Desde comienzos de mes, cuando el S&P 500 marcó un récord histórico al superar los 3.500 puntos, Wall Street viene cayendo y en lugar de verse el accionar de los buscadores de oportunidades, cada día aumentan más las ventas. Toda una señal de Wall Street. En realidad, el faro de los inversores globales ya emitió cierta advertencia, precisamente, entre fines de agosto y principios de setiembre cuando se percibió un sorpresivo activismo de parte de los “insiders”. Primero fue la gente de TrimTabs Investment Research la que detectó el protagonismo de los “insiders” que llevaban vendidos más de u$s50.000 millones en acciones desde comienzos de mayo. ¿Por qué es una señal a tener en cuenta? Sencillamente porque se trata de los CEO y principales ejecutivos de las compañías del S&P 500, que se presupone son los que más conocen de sus negocios y la competencia, y tiene sin duda el filet mignon de la “inside information”. Ahora fue la gente de Sundial Capital Research quien reveló que los “insiders” intensificaron las ventas de acciones de sus propias compañías durante las últimas cuatro semanas. Según el monitoreo de SCR se aceleraron las ventas netas siendo la salida más rápida desde el desplome de 2012.

Está claro que otros factores pueden influir en las decisiones de los “insiders”, más allá de las valoraciones, pero los movimientos de este selecto grupo de inversores no es una señal auspiciosa, sobre todo en un setiembre que se perfila como el peor desde la crisis de 2008.

Según Bloomberg con datos de la SEC, los insiders vendieron alrededor de u$s1.000 millones en acciones la semana pasada, más del doble que la semana anterior, mientras que sus compras aumentaron cerca de un 10% a u$s10 millones. La información da cuenta que Amy Hood (CFO de Microsoft) y Wendell Weeks (CEO de Corning) fueron entre los que más vendieron en lo que va del mes. Todo esto marca un cambio de expectativas respecto, por ejemplo, de las compras lanzadas en el derrumbe de marzo. Ya nadie habla de la “V”, “U” ni la “W”. Se percibe ahora un clima vacilante. Los “insiders” parecen haberse tomado un respiro. Claro que por delante enfrentan un cúmulo de incertidumbres y riesgos macro que pueden abortar la ansiada reactivación, donde las elecciones en EE.UU. marcarán un antes y un después.

Este clima de inseguridad choca con las actuales valoraciones en Wall Street.

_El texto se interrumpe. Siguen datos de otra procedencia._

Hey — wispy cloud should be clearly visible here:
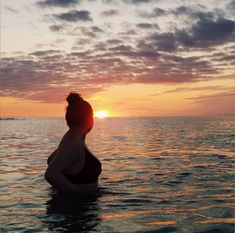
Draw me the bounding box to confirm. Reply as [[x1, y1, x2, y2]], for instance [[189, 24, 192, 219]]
[[37, 0, 79, 7], [55, 10, 92, 22], [1, 0, 235, 105]]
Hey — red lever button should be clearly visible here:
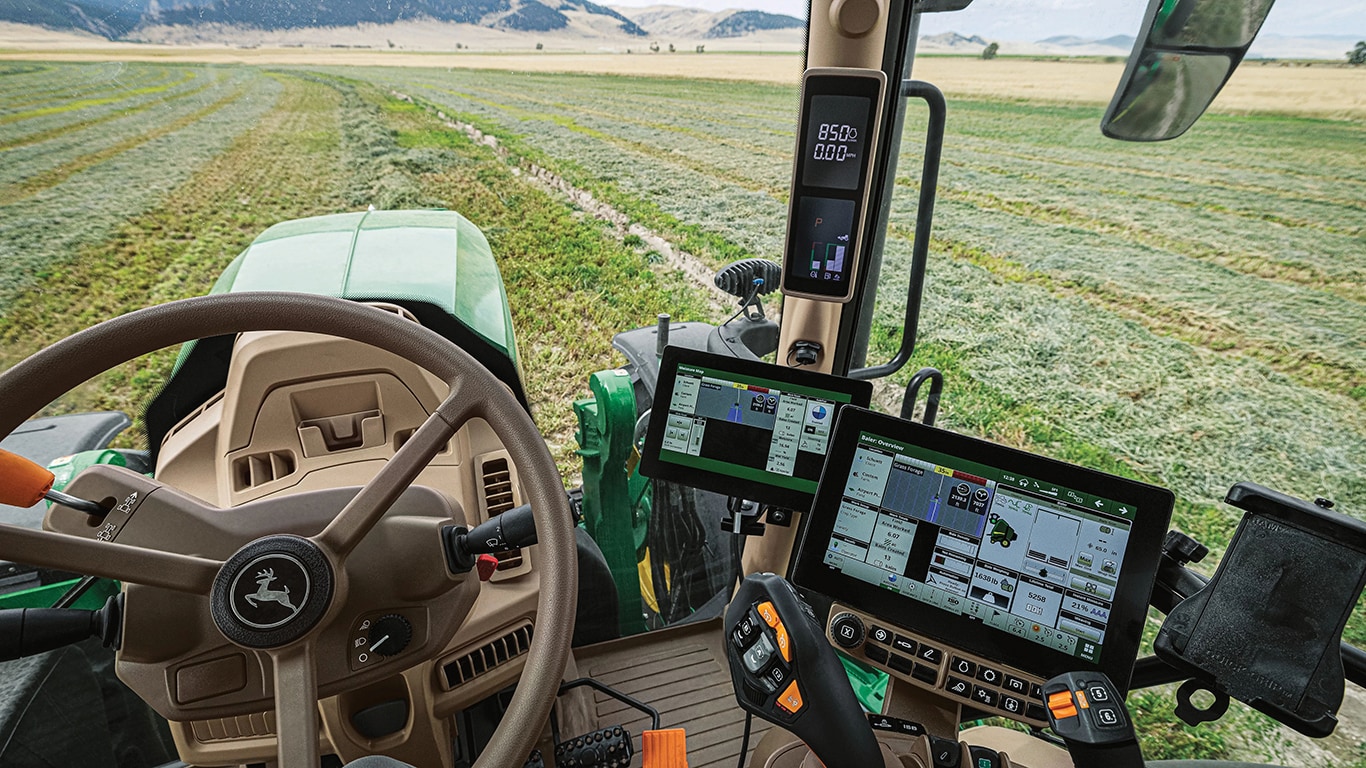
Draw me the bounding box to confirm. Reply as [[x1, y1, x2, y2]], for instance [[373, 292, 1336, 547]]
[[474, 555, 499, 581]]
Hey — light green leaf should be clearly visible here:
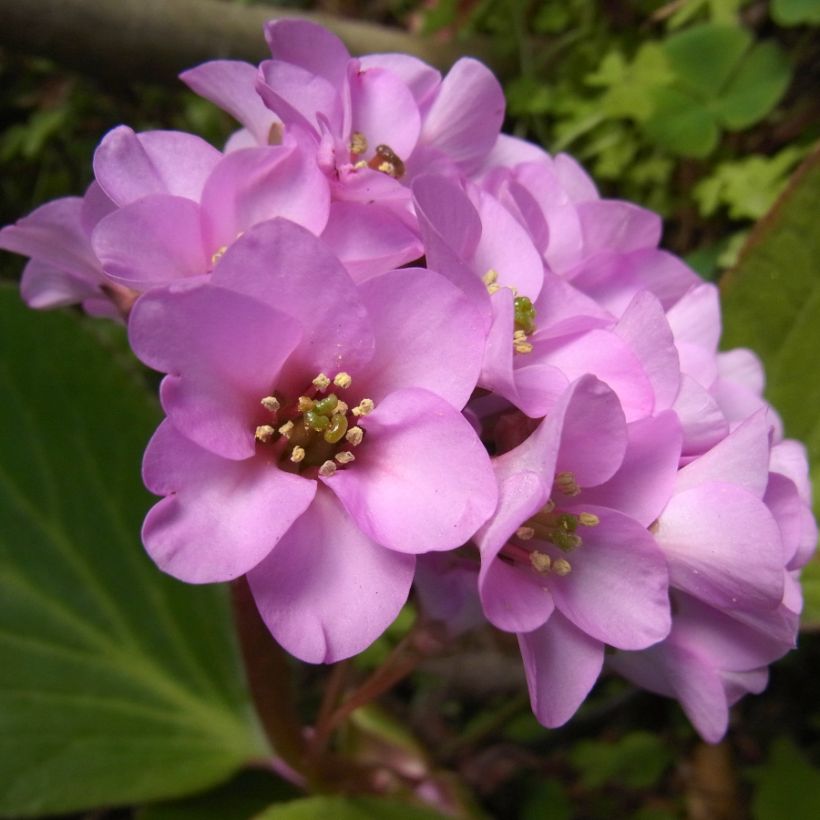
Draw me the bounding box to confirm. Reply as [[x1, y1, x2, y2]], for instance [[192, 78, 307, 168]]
[[254, 797, 444, 820], [0, 288, 265, 817], [712, 43, 792, 131], [723, 151, 820, 502], [663, 23, 752, 99]]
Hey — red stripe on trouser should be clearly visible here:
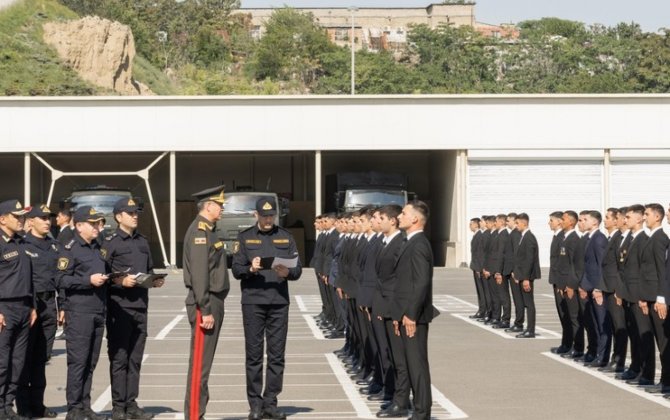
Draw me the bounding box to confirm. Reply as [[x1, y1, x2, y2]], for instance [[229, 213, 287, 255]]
[[189, 308, 205, 420]]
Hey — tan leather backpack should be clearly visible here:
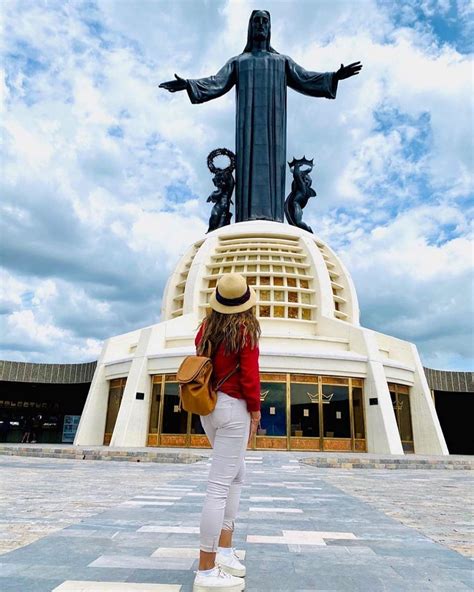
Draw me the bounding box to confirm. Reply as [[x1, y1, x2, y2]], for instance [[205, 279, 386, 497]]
[[176, 356, 239, 415]]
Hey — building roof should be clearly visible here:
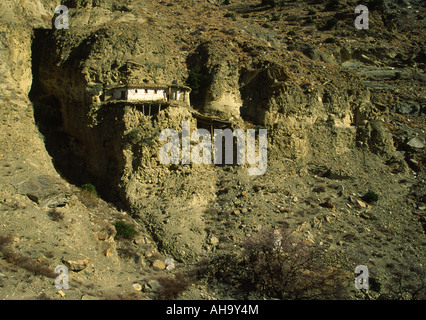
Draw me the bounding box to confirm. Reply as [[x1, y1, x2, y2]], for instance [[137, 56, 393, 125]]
[[105, 82, 191, 91]]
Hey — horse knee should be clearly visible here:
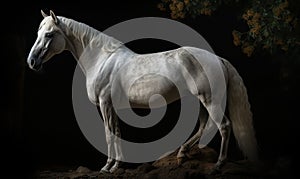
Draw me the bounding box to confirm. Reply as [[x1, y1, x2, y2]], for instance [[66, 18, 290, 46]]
[[220, 120, 232, 137]]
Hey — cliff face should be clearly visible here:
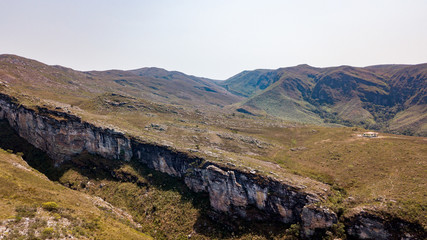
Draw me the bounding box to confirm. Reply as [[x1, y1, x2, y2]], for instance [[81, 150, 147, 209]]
[[0, 94, 422, 237], [0, 95, 336, 236]]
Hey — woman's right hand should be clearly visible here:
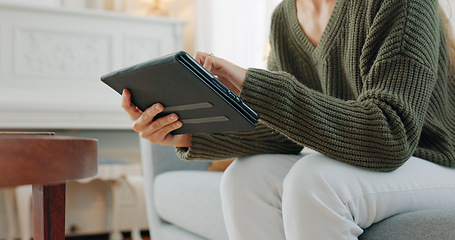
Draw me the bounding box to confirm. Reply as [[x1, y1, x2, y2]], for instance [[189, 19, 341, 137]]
[[122, 89, 191, 147]]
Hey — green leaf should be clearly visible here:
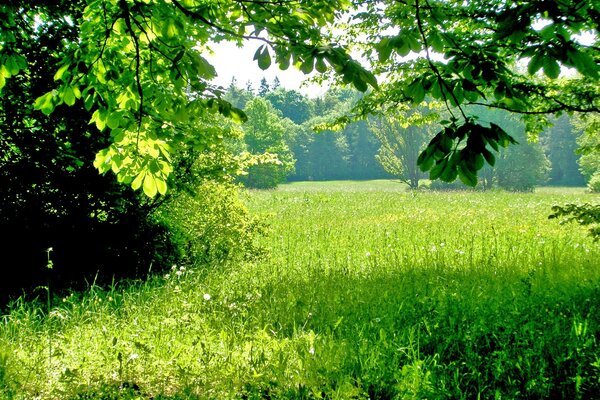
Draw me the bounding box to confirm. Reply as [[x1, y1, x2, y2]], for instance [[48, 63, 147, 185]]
[[62, 86, 75, 106], [254, 44, 271, 71], [481, 149, 496, 167], [544, 56, 560, 79], [300, 56, 315, 74], [131, 171, 146, 190], [569, 51, 598, 78], [33, 92, 54, 115], [156, 179, 167, 196], [352, 74, 369, 92], [406, 78, 425, 105], [417, 147, 435, 172], [375, 38, 392, 62], [315, 57, 327, 74], [54, 64, 70, 81], [144, 174, 158, 198]]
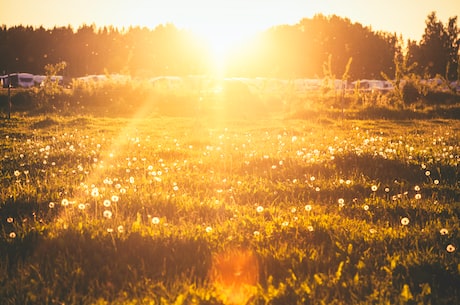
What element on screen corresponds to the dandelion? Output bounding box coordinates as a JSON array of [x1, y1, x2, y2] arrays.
[[91, 187, 99, 197], [439, 228, 449, 235], [117, 225, 125, 233], [401, 217, 410, 226], [337, 198, 345, 208], [61, 198, 69, 207], [102, 210, 112, 219]]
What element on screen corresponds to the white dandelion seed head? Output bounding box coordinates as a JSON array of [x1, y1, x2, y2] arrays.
[[102, 210, 112, 219], [439, 228, 449, 235], [401, 217, 410, 226]]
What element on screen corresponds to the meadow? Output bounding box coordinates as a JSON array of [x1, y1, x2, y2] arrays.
[[0, 110, 460, 305]]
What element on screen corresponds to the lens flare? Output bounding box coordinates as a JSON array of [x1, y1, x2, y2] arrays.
[[209, 249, 259, 305]]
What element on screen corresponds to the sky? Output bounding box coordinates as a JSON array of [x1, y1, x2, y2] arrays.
[[0, 0, 460, 48]]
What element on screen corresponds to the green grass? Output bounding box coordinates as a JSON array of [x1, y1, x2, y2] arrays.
[[0, 116, 460, 304]]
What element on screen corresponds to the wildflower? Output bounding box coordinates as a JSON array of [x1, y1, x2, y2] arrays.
[[91, 187, 99, 197], [337, 198, 345, 208], [102, 210, 112, 219], [439, 228, 449, 235], [401, 217, 410, 226]]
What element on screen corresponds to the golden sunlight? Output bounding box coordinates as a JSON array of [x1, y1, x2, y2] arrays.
[[210, 249, 259, 305]]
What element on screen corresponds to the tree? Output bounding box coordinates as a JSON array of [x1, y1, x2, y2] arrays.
[[409, 12, 460, 80]]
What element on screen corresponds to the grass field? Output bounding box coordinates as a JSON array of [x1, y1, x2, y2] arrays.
[[0, 116, 460, 305]]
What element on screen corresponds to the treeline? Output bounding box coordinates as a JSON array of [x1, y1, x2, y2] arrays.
[[0, 12, 460, 80]]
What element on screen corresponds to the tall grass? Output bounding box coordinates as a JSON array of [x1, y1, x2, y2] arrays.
[[0, 112, 460, 304]]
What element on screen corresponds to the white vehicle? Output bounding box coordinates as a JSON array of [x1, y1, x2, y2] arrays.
[[2, 73, 35, 88]]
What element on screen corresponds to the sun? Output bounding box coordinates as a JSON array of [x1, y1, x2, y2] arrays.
[[192, 25, 255, 77]]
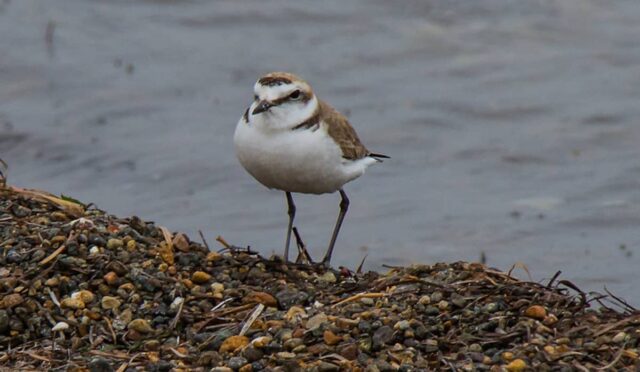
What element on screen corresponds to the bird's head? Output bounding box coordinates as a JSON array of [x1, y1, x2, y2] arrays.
[[248, 72, 318, 129]]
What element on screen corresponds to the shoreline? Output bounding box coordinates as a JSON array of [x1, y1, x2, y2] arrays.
[[0, 183, 640, 372]]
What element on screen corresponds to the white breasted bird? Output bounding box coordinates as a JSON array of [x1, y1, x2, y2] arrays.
[[233, 72, 388, 266]]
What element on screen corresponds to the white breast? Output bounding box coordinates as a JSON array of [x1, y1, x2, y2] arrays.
[[234, 118, 376, 194]]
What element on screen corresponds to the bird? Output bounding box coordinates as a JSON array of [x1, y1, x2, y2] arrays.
[[233, 72, 389, 267]]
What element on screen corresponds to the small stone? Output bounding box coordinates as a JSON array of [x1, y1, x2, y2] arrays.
[[0, 310, 9, 333], [211, 282, 224, 293], [282, 338, 304, 350], [219, 336, 249, 353], [318, 271, 337, 284], [102, 271, 118, 285], [209, 367, 233, 372], [88, 358, 114, 372], [360, 297, 375, 306], [144, 340, 160, 351], [242, 292, 278, 307], [372, 326, 393, 349], [276, 351, 296, 359], [307, 313, 328, 331], [191, 271, 211, 284], [227, 357, 248, 370], [484, 302, 500, 313], [524, 305, 547, 320], [60, 297, 85, 309], [339, 343, 358, 360], [322, 330, 342, 345], [542, 314, 558, 326], [127, 318, 153, 334], [44, 276, 60, 287], [469, 343, 482, 353], [505, 359, 527, 372], [284, 306, 307, 322], [251, 336, 273, 349], [238, 364, 254, 372], [0, 293, 24, 309], [207, 252, 222, 262], [358, 337, 373, 353], [611, 332, 627, 344], [318, 362, 340, 372], [393, 320, 411, 331], [169, 296, 184, 312], [100, 296, 121, 310], [451, 293, 467, 308], [51, 322, 69, 332], [242, 345, 264, 362], [275, 288, 309, 309], [71, 290, 95, 305], [424, 339, 440, 353], [107, 239, 124, 250]]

Hoy todos se cuestionan hacia a dónde va ahora la economía y el mercado. Y a la hora del oráculo quién triunfará el próximo 3 de noviembre en EE.UU. es sin duda lo que está marcando ya el tenor de los negocios. La cuenta regresiva comenzó. Todos temen por la volatilidad que inyectarán unas elecciones que pueden complicarse más de lo acostumbrado para el gusto americano, sobre todo por el creciente voto por correo. Como explicó recientemente Goldman Sachs, el recuento de los votos por correo pueden hacer que se prolongue el período de recuento después de la jornada electoral, pero el mercado parece esperar que los resultados de la carrera presidencial se conozcan antes del 8 de diciembre. Ese día, es la fecha límite en la que los Estados con carreras disputadas deben presentar los resultados o, de lo contrario, podría ocurrir algo similar a lo acontecido en las elecciones de 2000 entre George W. Bush y Al Gore, cuyo resultado tuvo que decidirse en los tribunales (la Corte Suprema dictaminó el triunfo del republicano tras los problemas de recuento en Florida). Hoy se teme por un replay. Por eso el mercado anticipa un período de alta volatilidad mucho más allá del día de las elecciones especulando con la posibilidad de que los resultados eleccionarios se conozcan con retraso. ¿Qué puede cambiar el ánimo? Quizás, la llegada de la vacuna. Aún es prematuro.